If you are unsure about allowing the control to run on your computer, click the Information Bar and click What's the risk? for more information about ActiveX controls. 
You must be an Administrator in order to change the ActiveX controls settings in Internet Explorer.

*Internet Explorer has blocked this site from using an ActiveX control in an unsafe manner. As a result this page may not display correctly.*
When a Web site attempts to access an ActiveX control on your computer without your knowledge, you will see this message in the Information Bar. The Web page is made available but without the control running. This allows you to verify if the page will still function properly without the control. 
It is not recommended that you try to allow the control to run, as it could cause problems on your computer.

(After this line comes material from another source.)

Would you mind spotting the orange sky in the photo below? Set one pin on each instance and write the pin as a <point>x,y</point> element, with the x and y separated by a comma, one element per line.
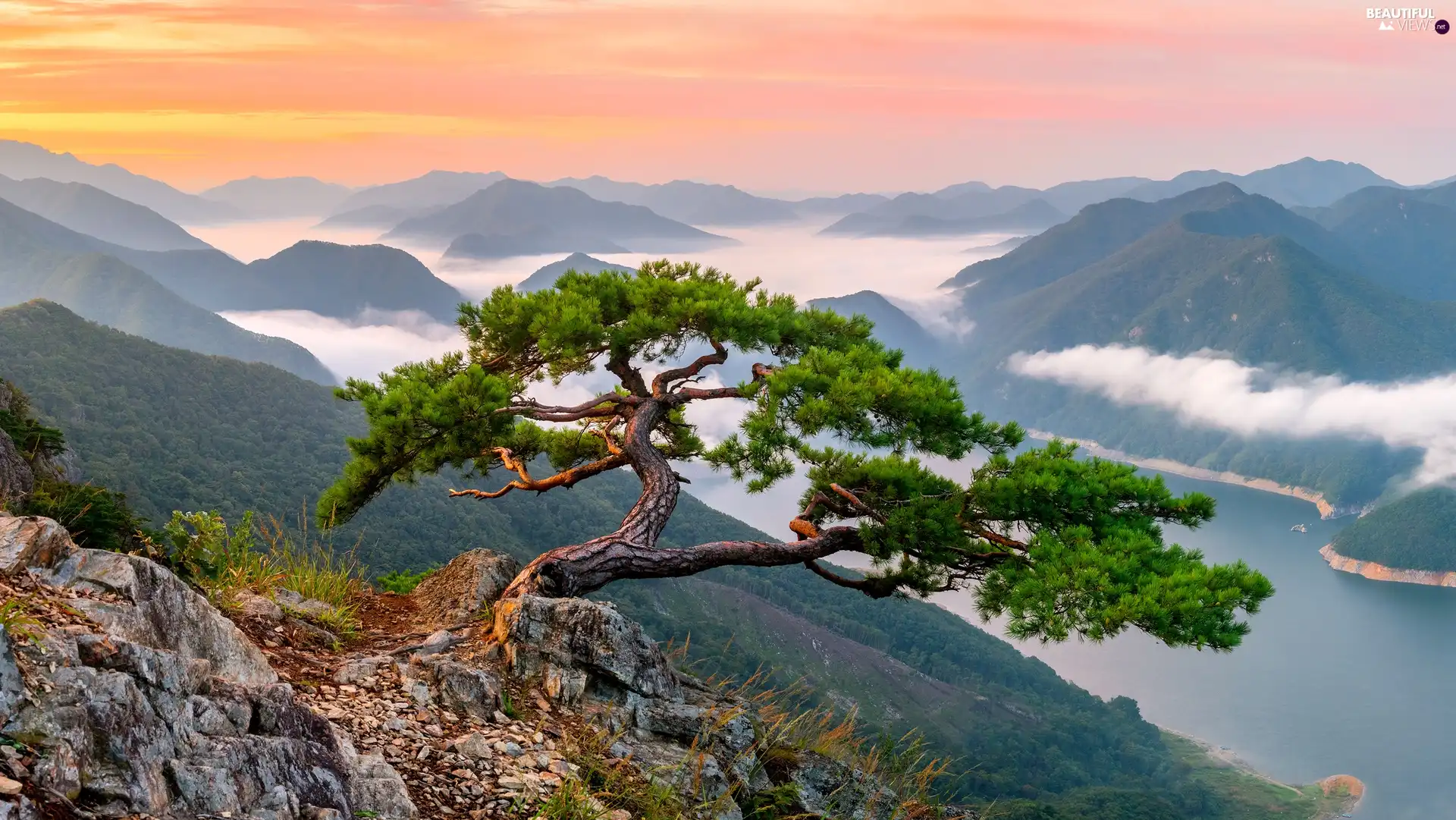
<point>816,95</point>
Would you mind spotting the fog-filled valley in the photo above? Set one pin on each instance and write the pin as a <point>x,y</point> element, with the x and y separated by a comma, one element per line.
<point>1282,341</point>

*To help protect your security, Internet Explorer has restricted this file from showing active content that could access your computer. Click here for options...*
When a Web page attempts to run a script or ActiveX control on your computer this message is shown. The Web page is made available but without the script or control running. This allows you to verify if the page will still function properly without the script or control. 
ActiveX controls can be hazardous to your computer and it is recommended to verify that the publisher of the control is one you can trust before allowing it to be installed on your computer.
If you are unsure about allowing the control to run on your computer click the Information Bar and click What's the risk? for more information about ActiveX controls. 
If you feel you need the blocked script or control, make certain that you trust the publisher before allowing it to access your computer.

*This content might not be displayed properly. The file was restricted because the content doesn't match its security information. Click here for options... *
By blocking the file and loading the Web page, Internet Explorer allows you to verify that the file is needed in order for the Web page to function properly. Verify that the file the Web site is trying to install on your computer is safe before allowing it to continue.

*This site might require the following ActiveX control: name of control From: publisher of control Click here to install...*
If an ActiveX control with a valid digital signature attempts to install itself on your computer from a Web page you will see this message. The Web page is made available but without the control running. This allows you to verify if the page will still function properly without the control. 
ActiveX controls can be hazardous to your computer and it is recommended to verify that the publisher of the control is one you can trust before allowing it to be installed on your computer.
If you are unsure about allowing the control to run on your computer click the Information Bar and click What's the risk? for more information about ActiveX controls. 
If you feel you need the blocked control, make certain that you trust the publisher before allowing it to access your computer.


----------



## vsurfin

I am a website developer running Windows XP Home (SP2) and have finally gotten tired of the Information Bar giving me an alert everytime I try to view a website (Local Machine) that is using ActiveX controls. I have searched many forums to figure out how to disable the DamnToolBar and nothing seemed to work. I figured that it has to do with the registry keys so I came up with this solution to disable the Information Tool Bar in IE6. It has worked for me but it does involve updating the Registry Keys so please be careful and use at your own risk.

DO THIS :

HKEY_CURRENT_USER\SOFTWARE\Microsoft\Internet Explorer\Main\FeatureControl\FEATURE_LOCALMACHINE_LOCKDOWN
Set the REG_DWORD for iexplorer.exe to a value of 0 to disable LMZ Lockdown

AND DO THIS :

HKEY_LOCAL_MACHINE\SOFTWARE\Microsoft\Internet Explorer\Main\FeatureControl\FEATURE_LOCALMACHINE_LOCKDOWN
Set the REG_DWORD for the following to a value of 0 to disable LMZ Lockdown

explorer.exe	REG_DWORD	Value 0
iexplorer.exe	REG_DWORD	Value 0
msimn.exe REG_DWORD	Value 0
wmplayer.exe	REG_DWORD	Value 0

This has to be done in both places within the Registry for this to work properlyl. The Undo for this would be to reset the above values back to 1 ... good luck.


----------



## ferrija1

I would warn less advanced users to not do this as if a malicious site tries to install something bad, you will not be warned.


----------